The study claims that the saint’s body presents “characteristics typical of Afro-descendant groups.”
The recently released results of a forensic study on the remains of St. Isidore the Farmer confirm what the canonization bull says about his death – namely, that he died between the ages of 35 and 45.
Isidore the Farmer lived between the 11th and 12th centuries. Born in Madrid around the year 1070 to a poor and devout family, he was baptized with the name Isidore, after the 6th-century saint and scholar Isidore of Seville, often referred to as “the last scholar of the ancient world.”
A farmworker in the service of the wealthy landowner Juan de Vargas, he is the patron saint of farmers and of Spain’s capital city, Madrid. As this year marks the 400th anniversary of his canonization, Pope Francis granted a jubilee year to the diocese of Madrid, the Holy Year of San Isidro.
When presenting the results of the forensic study, the Archbishop of Madrid, Cardinal Carlos Osorio, explained that “the decision to carry out this study shows that the Church is not afraid of anything and that, leaning on scientific advances, we can learn more about men like St. Isidore, an example of sanctity for his contemporaries and for millions of believers around the world throughout the centuries.”
The study also notes that, since the saint was first buried in San Andrés, in a rather watery and humid area, there are “different levels of density in the back part of some bones.” It also explains that his body presents “characteristics typical of Afro-descendant groups” and that a coin was found in the back of his throat.
Cardinal Osorio said that the results of the study reaffirm what tradition has always claimed regarding St. Isidore. He also added that, by revealing his Afro-descendant origins, the study evidences “the hospitality that Madrid has always offered to the whole world, and thus that which St. Isidore himself gave to others.”
A coin in his throat, and the cause of his death.
The study noted “a metallic object in the shape of a coin that, given its location, could not be observed directly.” The team in charge of it believe this coin may bear the inscription of the silhouette of a lion rampant, framed in a rhombus.
A numismatic study of the object explains that, despite the absence of more detailed images, it could be a ‘Blanca del Rombo’ coin of Enrique IV, a 15th-century king of Castile and León. The researchers admit that the coin remains “an unsolved mystery,” even though it is known that King Enrique visited the tomb of the saint in 1463.
The researchers were also unable to determine the cause of his death, although there are some indications that it was due to sepsis. “There is evidence of signs of disease and infections in the maxillary bones, with significant abscesses and fistulas, which may be a consequence of clinical symptoms of mediastinitis, which sometimes leads to sepsis,” the report says.
The study explains that its conclusions “do not contradict any of the elements that reliable traditions have attributed to the life and history of St. Isidore. This, and the uninterrupted chain of custody of his remains since his exhumation 40 years after his death, makes it highly probable that we are in the presence of the body of the saintly 12th-century farmer from Madrid.”

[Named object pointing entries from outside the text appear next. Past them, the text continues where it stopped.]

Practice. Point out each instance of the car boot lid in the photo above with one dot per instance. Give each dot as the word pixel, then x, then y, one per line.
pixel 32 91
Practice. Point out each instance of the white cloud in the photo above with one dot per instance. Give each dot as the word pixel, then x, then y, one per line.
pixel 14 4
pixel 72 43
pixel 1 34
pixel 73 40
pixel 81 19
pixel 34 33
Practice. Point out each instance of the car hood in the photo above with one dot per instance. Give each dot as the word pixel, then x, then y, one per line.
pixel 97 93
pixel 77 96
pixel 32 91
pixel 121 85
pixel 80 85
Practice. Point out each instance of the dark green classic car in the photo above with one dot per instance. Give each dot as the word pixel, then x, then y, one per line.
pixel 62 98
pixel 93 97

The Collegiate Church of St. Isidore
The church of San Isidro El Real was designed by the famed Baroque architect Pedro Sánchez in 1620. He oversaw its construction until his death in 1633. The work was finished in 1664 by Francisco Bautista and Melchor de Bueras.
The church was built to replace the parish church of St. Peter and St. Paul, which had been demolished to make room for the Imperial College, as commanded by the Holy Roman Empress Maria of Austria, daughter of Charles I and sister to King Philip II of Spain: In her will, she left her fortune to the Jesuits so that they could finish the building.
The church was consecrated on September 23, 1651 — 13 years before its completion. Since it belonged to the Jesuits, the church was dedicated to to St. Francis Xavier. But when the Jesuits were expelled in 1767, the building became a collegiate church. Two years after that, with the arrival of St. Isidore’s remains, the church changed its name to San Isidro El Real.
Saint Isidore “Labrador”
Isidro de Merlo y Quintana (the full Spanish name of St. Isidore) is often referred to in English as “St. Isidore the Laborer.” But that translation is somewhat inaccurate or, at least, insufficient. In Spanish, he is known as “San Isidro Labrador.” The Spanish word “labrador” derives from the verb labrar, meaning “to plow.” In a broad yet also very specific sense, labrar means “to work the land.” The English “laborer” does not include the farming overtones found in the Spanish labrador, which are essential to his identity as patron saint of farmers.